SINGAPORE – Digital library usage increased in the wake of the pandemic last year, but the shutdown during the breaker caused total loans to drop from 40.5 million in 2019 to 29.2 million.

The number of Singapore residents using the National Library Board (NLB) digital channels increased 46.5 percent from 2019. This emerges from the report for the reporting year on Wednesday (March 17th).

Digital loans increased by 26.2 percent, the cumulative downloads of the NLB mobile app by 36.5 percent and the use of their e-databases by 121 percent.

Bibliophiles quickly flocked back to the libraries after they reopened in July with secure administrative measures. Attendance at physical libraries increased 88.9 percent from July through December, while total loans increased 14.2 percent.

But the roughly nine million visitors to public libraries and other NLB institutions like the National Archives of Singapore last year were a fraction of the 26.7 million in 2019.

JK Rowling’s Harry Potter franchise continued its reign over library loans, ranking four of the top five most loaned physical books of the past year, led by Harry Potter and The Chamber of Secrets (1998).
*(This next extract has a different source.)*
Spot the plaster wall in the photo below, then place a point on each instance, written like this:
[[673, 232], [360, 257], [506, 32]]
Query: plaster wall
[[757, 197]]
E-book loans were crowned by former U.S. First Lady Michelle Obama from 2018, while Teo You Yenn’s collection of essays from 2018, This Is What Inequality Looks, was crowned fifth, the only title of his own Cultivation that came in the top five category.

Travel books about Japan, some of which were mapped in 2019, were not on the list in a year of border closings and travel bans.

Last year, the NLB presented its first book dispenser at the Choa Chu Kang Public Library, which has been closed for renovations since June 2019 and is expected to reopen this year with digital services focusing on natural landscapes and biodiversity.

The donor, which residents can use to browse and borrow a curated selection of print and e-books and other materials, had 14,600 loans and renewals from July to January this year.

NLB General Manager Ng Cher Pong said: “We have introduced many digital offerings to facilitate learning, reading and qualification and to better serve our customers in the face of the disruption caused by the pandemic.”